Vote, Vote, Vote for…
…someone. That’s the choice facing American citizens lucky enough to be registered in locations with off-year elections. Pittsburgh, PA, current legal home of this correspondent, happens to be one of these odd-year-cycle places, and so it’s local political ads season. And what a season: the Post Tribune wrap-up coverage pulls out “vitriolic” as well as the more expected “attacking each other” in their latest lede. I’ve been most concerned with the public library referendum, but what caught my eye regarding the major race was Republican county executive candidate D. Raja’s slogan.
“Not a politician” really says something, doesn’t it? The Washington outsider is a longstanding rhetorical move, granted, but I’m not sure I’ve seen it made this clearly in a campaign for political office. I’m curious about the choice.
For one, this is the use of “not.” Not X framing is difficult, particularly because you are still working in the frame of those calling you X.

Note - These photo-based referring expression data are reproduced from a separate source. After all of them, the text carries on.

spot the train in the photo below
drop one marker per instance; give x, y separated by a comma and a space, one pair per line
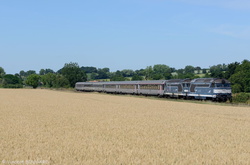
214, 89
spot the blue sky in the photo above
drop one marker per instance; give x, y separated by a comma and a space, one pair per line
122, 34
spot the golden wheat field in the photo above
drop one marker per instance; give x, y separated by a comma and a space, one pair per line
54, 127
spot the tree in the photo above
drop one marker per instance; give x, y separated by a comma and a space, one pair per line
33, 80
117, 76
241, 78
49, 80
2, 72
73, 73
148, 72
12, 81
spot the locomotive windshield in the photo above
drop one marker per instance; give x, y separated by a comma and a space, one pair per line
222, 85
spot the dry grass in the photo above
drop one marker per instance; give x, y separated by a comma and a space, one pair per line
88, 128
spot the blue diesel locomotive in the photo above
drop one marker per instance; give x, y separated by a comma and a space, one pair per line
200, 89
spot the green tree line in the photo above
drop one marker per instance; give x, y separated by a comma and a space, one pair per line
238, 73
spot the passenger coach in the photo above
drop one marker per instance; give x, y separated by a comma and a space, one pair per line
201, 89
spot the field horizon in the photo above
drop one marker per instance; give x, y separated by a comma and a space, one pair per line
43, 126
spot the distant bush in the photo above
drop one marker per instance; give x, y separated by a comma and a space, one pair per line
241, 98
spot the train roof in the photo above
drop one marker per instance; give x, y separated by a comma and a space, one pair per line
179, 81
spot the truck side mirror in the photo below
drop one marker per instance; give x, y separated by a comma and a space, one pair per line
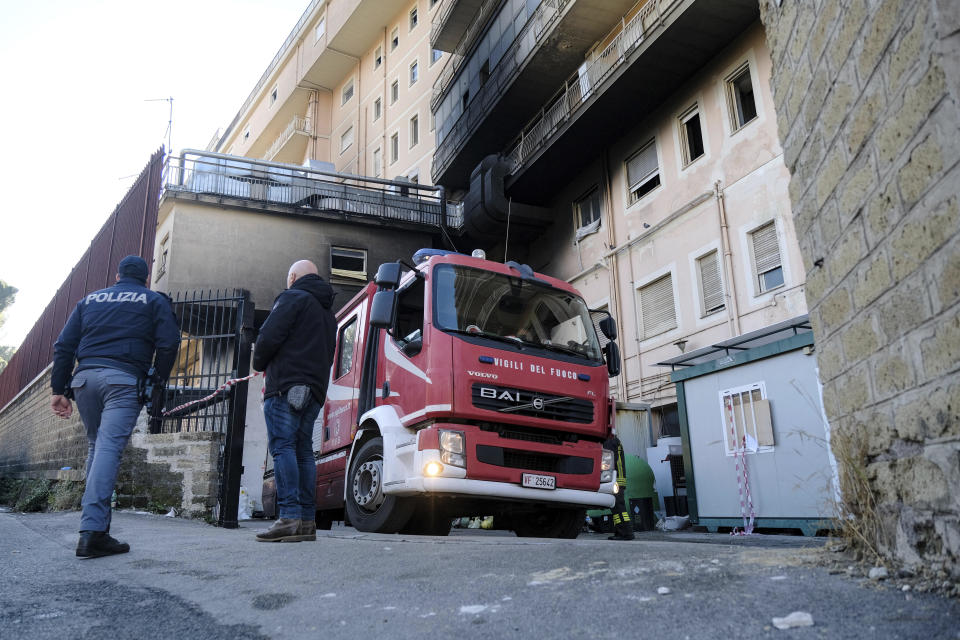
609, 328
383, 310
388, 275
612, 354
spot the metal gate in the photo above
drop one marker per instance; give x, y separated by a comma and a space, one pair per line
216, 334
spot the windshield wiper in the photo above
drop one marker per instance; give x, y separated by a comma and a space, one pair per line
517, 342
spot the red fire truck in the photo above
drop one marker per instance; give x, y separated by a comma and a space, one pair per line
462, 386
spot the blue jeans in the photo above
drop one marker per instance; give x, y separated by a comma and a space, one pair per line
109, 404
290, 438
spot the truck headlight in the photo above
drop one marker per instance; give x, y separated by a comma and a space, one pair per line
452, 448
607, 467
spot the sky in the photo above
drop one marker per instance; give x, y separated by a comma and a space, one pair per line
78, 77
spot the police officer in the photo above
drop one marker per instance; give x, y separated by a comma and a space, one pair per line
113, 335
622, 527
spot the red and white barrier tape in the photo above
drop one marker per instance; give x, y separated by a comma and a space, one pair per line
226, 385
743, 484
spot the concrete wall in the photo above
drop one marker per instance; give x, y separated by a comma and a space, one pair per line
170, 470
866, 94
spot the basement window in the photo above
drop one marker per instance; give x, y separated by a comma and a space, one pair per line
348, 263
745, 419
691, 135
740, 99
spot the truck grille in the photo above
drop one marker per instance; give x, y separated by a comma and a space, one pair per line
530, 461
520, 402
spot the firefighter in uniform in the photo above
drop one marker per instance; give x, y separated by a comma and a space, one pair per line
113, 334
622, 527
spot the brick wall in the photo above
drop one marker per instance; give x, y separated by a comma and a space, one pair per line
867, 95
173, 470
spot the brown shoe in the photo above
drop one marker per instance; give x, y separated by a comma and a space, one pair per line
308, 530
283, 530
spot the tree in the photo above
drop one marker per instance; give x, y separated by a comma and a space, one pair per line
8, 294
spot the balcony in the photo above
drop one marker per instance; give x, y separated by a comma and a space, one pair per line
290, 189
453, 21
291, 145
547, 49
658, 50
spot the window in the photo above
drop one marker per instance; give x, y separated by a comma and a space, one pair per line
691, 138
346, 140
409, 326
766, 257
321, 29
587, 211
348, 263
643, 172
740, 98
657, 312
414, 131
346, 343
745, 419
711, 286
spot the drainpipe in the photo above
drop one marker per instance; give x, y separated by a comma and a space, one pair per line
733, 311
614, 279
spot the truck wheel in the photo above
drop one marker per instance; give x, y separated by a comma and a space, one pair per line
368, 507
550, 523
427, 521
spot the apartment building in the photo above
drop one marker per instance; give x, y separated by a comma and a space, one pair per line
633, 148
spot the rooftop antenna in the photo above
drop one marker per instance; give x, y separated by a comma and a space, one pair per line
169, 132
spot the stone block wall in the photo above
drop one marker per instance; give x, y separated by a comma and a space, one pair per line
867, 94
157, 470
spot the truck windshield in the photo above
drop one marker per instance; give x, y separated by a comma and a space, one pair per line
506, 308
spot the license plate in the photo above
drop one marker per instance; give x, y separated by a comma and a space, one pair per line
539, 482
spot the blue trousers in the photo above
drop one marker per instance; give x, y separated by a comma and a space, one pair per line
108, 403
290, 438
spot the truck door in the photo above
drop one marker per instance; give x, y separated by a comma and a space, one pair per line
405, 357
339, 411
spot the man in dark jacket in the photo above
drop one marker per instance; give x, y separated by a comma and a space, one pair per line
113, 335
295, 350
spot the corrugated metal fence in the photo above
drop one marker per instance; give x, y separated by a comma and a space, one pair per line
130, 229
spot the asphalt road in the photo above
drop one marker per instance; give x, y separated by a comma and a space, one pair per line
188, 580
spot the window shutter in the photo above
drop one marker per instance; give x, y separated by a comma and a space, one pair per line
656, 307
710, 282
642, 165
766, 252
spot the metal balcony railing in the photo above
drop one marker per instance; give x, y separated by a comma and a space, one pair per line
297, 125
540, 23
458, 57
304, 190
581, 85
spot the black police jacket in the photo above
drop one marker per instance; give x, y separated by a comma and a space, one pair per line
121, 327
297, 340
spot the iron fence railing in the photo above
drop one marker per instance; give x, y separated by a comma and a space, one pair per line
297, 125
502, 75
582, 84
306, 190
458, 56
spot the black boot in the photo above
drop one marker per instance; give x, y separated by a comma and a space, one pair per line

Then there is the counter-intuitive nature of the claim—he’s not a politician even though he is running for one political office and served as a Mt. Lebanon commissioner previously. This move seems to rely on dissociation, a rhetorical feature Doug eloquently discusses here, and I less so here. In short, Raja breaks the link we would normally make between holding political office and being a politician. I think it only works if we also grant that one can take political office and avoid becoming a politician—withstand the corrupting force of power or compromise. But perhaps that is where my first point comes into play. As people come to forget the “not” in the slogan, they end with Raja, a politician. Probably a Republican politician. And since the issue-based differences between Raja and his Democratic opponent Fitzgerald are minimal, maybe partisan politics will end up being the deciding factor.
If you want to know more:
- For the idea of frames and how to counter them, there is George Lakoff’s introductory guide: Don’t Think of an Elephant. The title generally makes his (and my) point.
- For more on dissociation, there is The New Rhetoric.